Direito das mulheres e a ADPF 54

Primeiramente, é muito importante explicar o que é a condição de anencefalia, trata-se de uma das piores anomalias do sistema nervoso do embrião. Essa má formação dificulta muito a vida fora do útero e pode prejudicar a vida mulher durante a gravidez. Em casos graves, o feto caso consiga sobreviver depois do parto não é capaz de desfrutar nem da consciência e nem da afetividade. Com isso em mente sabe-se que manter o feto anencefálico representa uma angústia constante para a mãe (que sabe que ao dar à luz, o seu recém-nascido possui grandes chances de ir a óbito) e um risco de vida para ela (as chances da grávida sofrer com hipertensão, hemorragias ou infecções são maiores).  Entretanto, mesmo com todos esses fatores em mente muitos ainda foram contra a legalização da interrupção da gravidez em casos de anencefalia.

Pode-se observar  os que foram contra o aborto nessa situação específica o fizeram por estarem extremamente inseridos em campos machistas e conservadores. Esses indivíduos acabaram sendo moldados pelos habitus que tanto convivem, até que começaram a reforçá-lo, e qualquer ameaça a ele é defendida com unhas e dentes.  Assim, observa-se que as crenças dessas pessoas acabam por influenciar uma avaliação racional da realidade do universo feminino.
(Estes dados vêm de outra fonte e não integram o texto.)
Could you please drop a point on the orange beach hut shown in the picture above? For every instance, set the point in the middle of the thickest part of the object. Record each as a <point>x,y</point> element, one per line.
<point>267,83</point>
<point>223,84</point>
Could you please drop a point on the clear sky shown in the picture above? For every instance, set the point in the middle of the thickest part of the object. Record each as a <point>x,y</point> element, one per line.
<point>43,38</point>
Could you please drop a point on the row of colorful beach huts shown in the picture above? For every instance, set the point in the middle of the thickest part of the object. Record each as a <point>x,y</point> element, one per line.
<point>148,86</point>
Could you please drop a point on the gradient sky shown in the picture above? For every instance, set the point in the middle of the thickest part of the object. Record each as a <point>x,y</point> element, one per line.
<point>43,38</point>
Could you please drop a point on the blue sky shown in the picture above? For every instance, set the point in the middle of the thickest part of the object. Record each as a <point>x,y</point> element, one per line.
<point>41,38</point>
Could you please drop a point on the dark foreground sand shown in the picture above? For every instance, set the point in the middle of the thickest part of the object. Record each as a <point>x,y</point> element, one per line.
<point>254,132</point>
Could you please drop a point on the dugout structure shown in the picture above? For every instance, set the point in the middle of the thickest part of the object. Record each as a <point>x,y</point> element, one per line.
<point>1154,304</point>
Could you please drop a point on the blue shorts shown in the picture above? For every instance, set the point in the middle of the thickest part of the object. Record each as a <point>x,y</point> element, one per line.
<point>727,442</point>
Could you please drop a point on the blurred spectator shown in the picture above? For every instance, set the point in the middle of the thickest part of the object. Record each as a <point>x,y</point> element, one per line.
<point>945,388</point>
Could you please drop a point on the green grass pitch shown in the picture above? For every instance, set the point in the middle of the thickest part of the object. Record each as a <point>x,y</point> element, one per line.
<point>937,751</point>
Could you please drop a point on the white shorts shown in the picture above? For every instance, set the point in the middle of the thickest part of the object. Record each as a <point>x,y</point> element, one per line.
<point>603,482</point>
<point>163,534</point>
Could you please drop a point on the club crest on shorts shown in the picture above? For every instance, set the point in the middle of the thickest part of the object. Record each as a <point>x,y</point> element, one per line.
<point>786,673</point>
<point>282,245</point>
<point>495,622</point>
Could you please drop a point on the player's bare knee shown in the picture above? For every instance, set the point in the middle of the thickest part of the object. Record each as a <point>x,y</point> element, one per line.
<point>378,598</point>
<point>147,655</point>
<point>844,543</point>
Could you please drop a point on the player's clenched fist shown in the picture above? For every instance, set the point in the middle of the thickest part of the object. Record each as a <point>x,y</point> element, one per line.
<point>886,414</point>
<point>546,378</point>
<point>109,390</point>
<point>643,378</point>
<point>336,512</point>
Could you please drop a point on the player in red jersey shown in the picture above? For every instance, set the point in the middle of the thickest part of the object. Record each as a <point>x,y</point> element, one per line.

Por mais que muitos juízes utilizem da neutralidade para dizerem os seus vereditos, vários não conseguem esconder quando sua decisão é baseada em preceitos religiosos sem considerar a realidade da condição da vida de muitas mulheres que passam por essa situação tão delicada.

Ao analisarmos a historizarão das normas em relação ao direito das mulheres, pode-se observar diversos avanços ao longo do tempo no Brasil. Em 1932, a mulher adquiriu o direito ao voto no Brasil. Em 1940, no Código Penal Brasileiro já existia previsões para o aborto em caso de estupro. E, somente, em 1988 com a Constituição Cidadã que a mulher foi classificada como possuidora da igualdade jurídica em relação ao homem. Em 2006, foi criada a lei contra a violência doméstica (Lei Maria da Penha). Válido lembrar que ainda estão em vigor atualmente outras que permitiram o aborto em caso de estupro e risco de vida à mulher. Em suma, é visível perceber grandes avanços para chegarmos em 2012, momento em que a igualdade material ainda não é 100% realidade, mas percebe uma mudança em boa parte da mentalidade humana, nas leis e doutrinas já existentes. Portanto, trazer a norma da interrupção da gravidez em caso de gravidez anencefálica em um momento que se conhece e valoriza mais os direitos das mulheres sobre seus corpos e suas vidas é algo muito cabível e racional para esse tempo histórico.

O filósofo, Pierre Bourdieu, já afirmava que o direito devia evitar o instrumentalismo, ou seja, não deveria defender os interesses de apenas um grupo com poder. Felizmente, a instrução de Bourdieu foi seguida e a racionalidade venceu, foi aprovado a legalidade da interrupção da gravidez nesse caso. Vale ressaltar que no Brasil, naquele momento, já era permitido por lei o aborto em caso de estupro ou de risco de vida para a mulher. Por conta disso, percebe-se que legalizar o aborto em caso de anencefalia já estava dentro do espaço dos possíveis, justamente, por causa do fortalecimento de movimentos sociais que já haviam conseguido apoio do direito em alguns aspectos.

 Por fim, defendo que podemos acreditar num futuro em que os indivíduos acumulem mais capital sobre o feminismo, e o habitus dominante seja o de autonomia dos corpos femininos.  Essa visão não é utópica, pois nos campos seja sociais, jurídicos ou científicos podem ocorrer mudanças e essas podem ser incorporadas para que, por fim, uma nova ordem mais igualitária e libertária se estabeleça.

Heloísa Salviano, primeiro ano de direito noturno.